[RFC] drm/amdgpu: Add macros and documentation for format modifiers.

Tue Sep 4 19:28:27 UTC 2018

On Tue, Sep 4, 2018 at 8:31 PM, Bas Nieuwenhuizen
<bas at basnieuwenhuizen.nl> wrote:
> On Tue, Sep 4, 2018 at 8:27 PM Daniel Vetter <daniel at ffwll.ch> wrote:
>>
>> On Tue, Sep 4, 2018 at 7:57 PM, Bas Nieuwenhuizen
>> <bas at basnieuwenhuizen.nl> wrote:
>> > On Tue, Sep 4, 2018 at 7:48 PM Christian König
>> > <ckoenig.leichtzumerken at gmail.com> wrote:
>> >>
>> >> Am 04.09.2018 um 18:37 schrieb Daniel Vetter:
>> >> > On Tue, Sep 4, 2018 at 5:52 PM, Bas Nieuwenhuizen
>> >> > <bas at basnieuwenhuizen.nl> wrote:
>> >> >> On Tue, Sep 4, 2018 at 4:43 PM Daniel Vetter <daniel at ffwll.ch> wrote:
>> >> >>> On Tue, Sep 4, 2018 at 3:33 PM, Bas Nieuwenhuizen
>> >> >>> <bas at basnieuwenhuizen.nl> wrote:
>> >> >>>> On Tue, Sep 4, 2018 at 3:04 PM Daniel Vetter <daniel at ffwll.ch> wrote:
>> >> >>>>> On Tue, Sep 04, 2018 at 02:33:02PM +0200, Bas Nieuwenhuizen wrote:
>> >> >>>>>> On Tue, Sep 4, 2018 at 2:26 PM Daniel Vetter <daniel at ffwll.ch> wrote:
>> >> >>>>>>> On Tue, Sep 04, 2018 at 12:44:19PM +0200, Christian König wrote:
>> >> >>>>>>>> Am 04.09.2018 um 12:15 schrieb Daniel Stone:
>> >> >>>>>>>>> Hi,
>> >> >>>>>>>>>
>> >> >>>>>>>>> On Tue, 4 Sep 2018 at 11:05, Daniel Vetter <daniel.vetter at ffwll.ch> wrote:
>> >> >>>>>>>>>> On Tue, Sep 4, 2018 at 3:00 AM, Bas Nieuwenhuizen <bas at basnieuwenhuizen.nl> wrote:
>> >> >>>>>>>>>>> +/* The chip this is compatible with.
>> >> >>>>>>>>>>> + *
>> >> >>>>>>>>>>> + * If compression is disabled, use
>> >> >>>>>>>>>>> + *   - AMDGPU_CHIP_TAHITI for GFX6-GFX8
>> >> >>>>>>>>>>> + *   - AMDGPU_CHIP_VEGA10 for GFX9+
>> >> >>>>>>>>>>> + *
>> >> >>>>>>>>>>> + * With compression enabled please use the exact chip.
>> >> >>>>>>>>>>> + *
>> >> >>>>>>>>>>> + * TODO: Do some generations share DCC format?
>> >> >>>>>>>>>>> + */
>> >> >>>>>>>>>>> +#define AMDGPU_MODIFIER_CHIP_GEN_SHIFT                 40
>> >> >>>>>>>>>>> +#define AMDGPU_MODIFIER_CHIP_GEN_MASK                  0xff
>> >> >>>>>>>>>> Do you really need all the combinations here of DCC + gpu gen + tiling
>> >> >>>>>>>>>> details? When we had the entire discussion with nvidia folks they
>> >> >>>>>>>>>> eventually agreed that they don't need the massive pile with every
>> >> >>>>>>>>>> possible combination. Do you really plan to share all these different
>> >> >>>>>>>>>> things?
>> >> >>>>>>>>>>
>> >> >>>>>>>>>> Note that e.g. on i915 we spec some of the tiling depending upon
>> >> >>>>>>>>>> buffer size and buffer format (because that's how the hw works), not
>> >> >>>>>>>>>> using explicit modifier flags for everything.

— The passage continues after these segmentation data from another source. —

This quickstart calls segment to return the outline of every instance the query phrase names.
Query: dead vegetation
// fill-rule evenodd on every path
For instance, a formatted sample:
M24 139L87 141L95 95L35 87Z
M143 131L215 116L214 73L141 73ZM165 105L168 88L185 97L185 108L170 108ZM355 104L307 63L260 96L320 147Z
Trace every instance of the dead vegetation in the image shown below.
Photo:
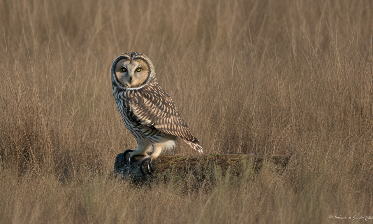
M0 221L325 223L373 214L370 1L0 1ZM149 56L214 154L290 158L140 187L113 97L119 54ZM178 141L181 156L194 152Z

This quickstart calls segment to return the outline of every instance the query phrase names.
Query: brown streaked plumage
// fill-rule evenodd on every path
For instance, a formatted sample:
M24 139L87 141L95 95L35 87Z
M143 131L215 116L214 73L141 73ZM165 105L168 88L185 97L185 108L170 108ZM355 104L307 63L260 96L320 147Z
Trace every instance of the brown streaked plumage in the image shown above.
M158 85L153 63L145 55L137 52L121 55L112 68L114 97L123 121L137 141L136 150L129 149L133 156L146 156L142 166L148 161L148 171L152 173L152 161L162 153L174 149L176 137L184 141L200 153L200 141L191 132L178 112L173 101ZM151 155L147 152L153 151Z

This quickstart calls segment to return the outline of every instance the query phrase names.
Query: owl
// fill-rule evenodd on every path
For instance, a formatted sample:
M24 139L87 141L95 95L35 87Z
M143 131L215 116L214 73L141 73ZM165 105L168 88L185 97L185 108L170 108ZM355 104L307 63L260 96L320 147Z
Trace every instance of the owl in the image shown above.
M130 163L135 156L145 156L140 170L145 175L143 167L148 161L148 172L152 174L152 162L161 154L172 152L177 137L203 153L201 143L181 118L172 99L158 85L153 64L147 56L138 52L122 54L113 63L111 73L118 109L137 142L136 150L128 149L123 153L125 163L129 152Z

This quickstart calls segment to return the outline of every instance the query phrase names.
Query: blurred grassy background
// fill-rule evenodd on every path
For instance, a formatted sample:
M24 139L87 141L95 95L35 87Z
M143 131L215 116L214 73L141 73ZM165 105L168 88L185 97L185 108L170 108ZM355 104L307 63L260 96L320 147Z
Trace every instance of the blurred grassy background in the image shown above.
M373 215L372 12L369 0L0 1L0 221ZM115 156L136 142L110 68L134 51L206 153L286 155L286 172L217 170L197 188L113 177Z

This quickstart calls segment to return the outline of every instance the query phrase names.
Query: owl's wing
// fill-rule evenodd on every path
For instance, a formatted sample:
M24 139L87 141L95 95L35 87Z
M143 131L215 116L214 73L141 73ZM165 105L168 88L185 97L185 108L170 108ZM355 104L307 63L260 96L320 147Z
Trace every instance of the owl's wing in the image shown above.
M141 95L129 99L134 115L143 125L199 144L178 112L175 103L158 85L144 88Z

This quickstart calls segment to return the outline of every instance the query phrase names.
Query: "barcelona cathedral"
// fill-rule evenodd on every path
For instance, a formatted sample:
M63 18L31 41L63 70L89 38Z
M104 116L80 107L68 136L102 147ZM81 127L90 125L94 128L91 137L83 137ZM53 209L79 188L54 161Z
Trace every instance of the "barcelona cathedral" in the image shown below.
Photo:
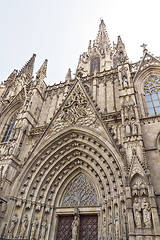
M160 58L101 20L74 79L36 55L0 85L0 239L160 239Z

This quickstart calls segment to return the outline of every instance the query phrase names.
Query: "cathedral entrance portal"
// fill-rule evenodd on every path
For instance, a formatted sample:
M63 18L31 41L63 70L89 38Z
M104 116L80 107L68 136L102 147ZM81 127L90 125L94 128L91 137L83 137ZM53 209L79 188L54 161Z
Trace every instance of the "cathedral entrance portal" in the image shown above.
M59 216L56 240L97 240L98 216Z
M80 216L79 240L98 239L98 216Z

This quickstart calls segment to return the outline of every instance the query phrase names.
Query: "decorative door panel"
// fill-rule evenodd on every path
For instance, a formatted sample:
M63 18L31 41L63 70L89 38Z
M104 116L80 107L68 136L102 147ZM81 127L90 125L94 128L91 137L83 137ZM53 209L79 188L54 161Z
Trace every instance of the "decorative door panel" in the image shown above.
M56 240L72 239L72 222L73 216L59 216L58 231Z
M81 215L79 240L98 240L97 215Z

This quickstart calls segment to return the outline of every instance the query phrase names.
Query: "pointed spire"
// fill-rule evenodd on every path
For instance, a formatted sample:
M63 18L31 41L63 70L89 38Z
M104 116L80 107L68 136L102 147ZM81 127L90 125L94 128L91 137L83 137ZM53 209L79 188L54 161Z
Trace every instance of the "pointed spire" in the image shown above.
M89 40L89 44L88 44L88 53L91 52L91 40Z
M68 69L68 72L67 72L67 74L66 74L66 77L65 77L65 81L66 82L70 82L71 81L71 69L69 68Z
M116 48L117 48L117 57L118 57L119 63L120 64L125 63L128 60L128 56L126 53L125 45L122 42L121 36L118 36Z
M48 63L48 60L46 59L42 64L42 66L40 67L40 69L38 70L36 78L44 79L46 77L47 63Z
M35 58L36 58L36 54L33 54L33 56L30 58L30 60L29 60L29 61L24 65L24 67L19 71L18 76L20 76L20 75L22 75L22 74L32 76Z
M14 69L13 72L7 78L7 81L12 81L16 78L18 70Z
M105 25L103 19L101 19L101 23L99 25L99 31L97 34L96 44L98 45L98 47L105 47L105 48L111 50L110 40L109 40L108 33L106 30L106 25Z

>> >> >>>>>>>>> Right. The conclusion, after people went through and started sorting
>> >> >>>>>>>>> out the kinds of formats for which they would _actually_ export real
>> >> >>>>>>>>> colour buffers for, that most vendors definitely have fewer than
>> >> >>>>>>>>> 115,792,089,237,316,195,423,570,985,008,687,907,853,269,984,665,640,564,039,457,584,007,913,129,639,936
>> >> >>>>>>>>> possible formats to represent, very likely fewer than
>> >> >>>>>>>>> 340,282,366,920,938,463,463,374,607,431,768,211,456 formats, probably
>> >> >>>>>>>>> fewer than 72,057,594,037,927,936 formats, and even still generally
>> >> >>>>>>>>> fewer than 281,474,976,710,656 if you want to be generous and leave 8
>> >> >>>>>>>>> bits of the 56 available.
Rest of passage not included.